Только мы одни с ним знаем про это.
— Леша, смотри, это буква М, а это буква А. Пиши: МА-МА... — Сводная сестра Леши Инна учит его писать. Леша выглядит как тринадцатилетний подросток, хотя ему уже пятнадцать. Он коротко острижен, на нем грязная рубашка с чужого плеча, он ковыряет в носу и грызет ручку, — он не понимает, чего от него хочет Инна. Ему скучно. Небесно-голубые глаза его на тонком, одухотворенном лице, уже покрывающемся легким пухом, ищут, чем бы отвлечься. И находят. Он засовывает ручку в клетку с крысой, которая стоит тут же на столе, и громко хохочет.
— Тебе же говорят, пиши! — кричит на него красивая нарядная соседская девочка Катя. — Дурак!
— Сама дуя! — обиженно говорит Леша. Леша не выговаривает “р”, и еще кучу других звуков он не выговаривает. Он вообще плохо говорит. Он не умеет писать в свои пятнадцать лет и читать. Он сирота, его мать умерла несколько лет назад. Он живет с пьяницей отцом в убогой комнате. Он — умственно отсталый ребенок. В народе таких называют ласково — дурачок.
Леша, Катя и Инна выбраны нами для съемок фильма. Все они живут на одной улице с моей мамой. Инна, чем-то неуловимо похожая на меня в детстве, утверждена на роль главной героини.
— Отличная сцена, — говорю я режиссеру. — Хоть сейчас снимай.
Режиссер поднял на меня выразительные глаза, потом — на майора, сопровождающего нас теперь повсюду. Майор сидит у окна с серым, скучным лицом и глядит на улицу. Кажется, что ему совсем нет дела до нас.
— Пойдем выйдем, — говорит мне режиссер.
— Ты понимаешь, что наш фильм накрывается медным тазом? — спрашивает меня режиссер, когда мы остаемся одни.
— Почему?
— Этот майор догадается обо всем сразу, как мы только включим камеру и начнем снимать.
— Ты уверен?
Режиссер горестно качает головой. Мы молча смотрим друг на друга.

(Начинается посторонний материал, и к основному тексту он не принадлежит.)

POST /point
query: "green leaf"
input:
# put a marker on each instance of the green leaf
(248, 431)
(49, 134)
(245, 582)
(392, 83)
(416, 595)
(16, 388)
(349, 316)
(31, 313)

Дело в том, что мы никогда не собирались снимать фильм о детстве известной писательницы, которая прославила город своими книгами, — то бишь обо мне. Этот сюжет мы придумали для того, чтобы нам разрешили съемки в закрытом военном городе.
С самого начала мы мечтали снять фильм вот об этом мальчике, который ковыряет пальцем в носу, который грызет ручку, который не знает ни одной буквы, плохо говорит, который неадекватен в поведении, который умственно отсталый, дефективный, даун, дурак, идиот, — вот про него, про этого дурачка с небесно-голубыми глазами, с которым разговаривает Бог, современного юродивого, праведника, на котором и стоит этот строгий военный город, а значит, мир. Но разве Город позволил бы нам снять такой фильм о себе? Фильм о Городе, увиденном глазами дурака?

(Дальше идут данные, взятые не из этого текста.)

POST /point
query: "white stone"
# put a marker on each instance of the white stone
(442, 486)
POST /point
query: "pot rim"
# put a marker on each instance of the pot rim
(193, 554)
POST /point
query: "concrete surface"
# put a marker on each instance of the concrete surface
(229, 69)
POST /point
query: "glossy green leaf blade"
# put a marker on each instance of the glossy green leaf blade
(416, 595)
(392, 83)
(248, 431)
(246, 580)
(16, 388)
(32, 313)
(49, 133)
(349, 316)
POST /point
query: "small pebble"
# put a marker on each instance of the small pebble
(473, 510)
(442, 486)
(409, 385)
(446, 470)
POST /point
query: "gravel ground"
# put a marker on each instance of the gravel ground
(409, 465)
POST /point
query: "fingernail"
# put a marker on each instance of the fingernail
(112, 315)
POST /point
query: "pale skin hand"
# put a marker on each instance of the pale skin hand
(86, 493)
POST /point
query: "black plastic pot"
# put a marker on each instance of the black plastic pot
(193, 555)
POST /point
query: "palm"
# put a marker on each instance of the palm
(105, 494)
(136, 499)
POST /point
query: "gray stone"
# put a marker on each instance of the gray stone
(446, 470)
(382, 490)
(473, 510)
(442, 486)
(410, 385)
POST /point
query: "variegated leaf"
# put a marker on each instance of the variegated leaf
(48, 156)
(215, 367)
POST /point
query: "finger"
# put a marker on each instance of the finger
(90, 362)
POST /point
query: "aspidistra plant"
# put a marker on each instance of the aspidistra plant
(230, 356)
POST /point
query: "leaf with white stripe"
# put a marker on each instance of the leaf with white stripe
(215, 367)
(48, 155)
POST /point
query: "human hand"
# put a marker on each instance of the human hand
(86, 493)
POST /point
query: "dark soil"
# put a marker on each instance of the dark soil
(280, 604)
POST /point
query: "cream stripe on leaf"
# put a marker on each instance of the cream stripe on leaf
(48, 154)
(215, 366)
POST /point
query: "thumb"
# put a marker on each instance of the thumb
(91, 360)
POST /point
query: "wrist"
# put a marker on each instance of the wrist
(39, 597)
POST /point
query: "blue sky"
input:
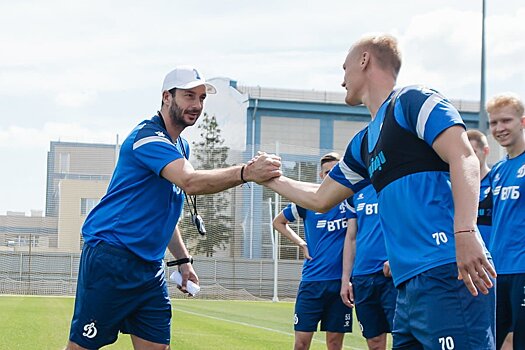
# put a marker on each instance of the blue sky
(89, 70)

Мы сидим с режиссером как два заговорщика, хитростью проникшие в чужой город, как два врага, задумавшие обмануть и опозорить честных и порядочных жителей этого города.

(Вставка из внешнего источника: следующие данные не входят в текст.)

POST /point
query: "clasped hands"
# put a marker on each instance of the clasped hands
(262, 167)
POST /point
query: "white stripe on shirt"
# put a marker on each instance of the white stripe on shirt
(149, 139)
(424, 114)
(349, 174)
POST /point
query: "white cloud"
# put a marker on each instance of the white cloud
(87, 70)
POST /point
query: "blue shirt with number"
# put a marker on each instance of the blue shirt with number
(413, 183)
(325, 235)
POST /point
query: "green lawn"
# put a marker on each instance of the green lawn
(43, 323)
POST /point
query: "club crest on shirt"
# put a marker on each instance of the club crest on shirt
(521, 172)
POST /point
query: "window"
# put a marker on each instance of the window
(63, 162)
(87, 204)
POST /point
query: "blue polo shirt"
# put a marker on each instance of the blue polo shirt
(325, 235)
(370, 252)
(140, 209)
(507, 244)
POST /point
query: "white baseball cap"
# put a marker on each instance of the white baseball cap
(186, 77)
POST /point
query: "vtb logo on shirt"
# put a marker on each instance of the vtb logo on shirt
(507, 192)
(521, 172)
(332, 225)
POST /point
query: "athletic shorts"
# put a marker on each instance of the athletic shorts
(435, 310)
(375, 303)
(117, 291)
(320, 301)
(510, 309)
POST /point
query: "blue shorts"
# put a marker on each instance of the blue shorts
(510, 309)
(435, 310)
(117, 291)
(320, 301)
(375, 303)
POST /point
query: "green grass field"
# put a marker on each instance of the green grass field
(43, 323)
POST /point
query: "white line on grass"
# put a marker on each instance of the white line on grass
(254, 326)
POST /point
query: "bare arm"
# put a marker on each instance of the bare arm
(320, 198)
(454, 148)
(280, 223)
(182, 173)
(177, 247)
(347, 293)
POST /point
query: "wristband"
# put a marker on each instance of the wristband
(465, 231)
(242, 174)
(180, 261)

— Я нашла выход, — говорю я. — Мы будем снимать два фильма, и про меня, и про него. Камера начинает с меня, потом переходит на мальчика. Чтобы усыпить бдительность майора.
— Это трудно, — говорит режиссер.
— Ничего, справимся. Главное, чтобы пленки хватило, — говорю я.
— Тогда тебе придется написать очень жесткий сценарий...
Режиссер с надеждой смотрит на меня. Я киваю и улыбаюсь режиссеру обворожительной, но не совсем искренней улыбкой. Потому что я чувствую себя не просто предателем, а предателем вдвойне. Мало того, что я обманываю свой родной город, я обманываю и его, режиссера. Потому что я знаю, что мы будем снимать еще третий, невидимый, как град Китеж, фильм. О съемках которого режиссер даже не догадается.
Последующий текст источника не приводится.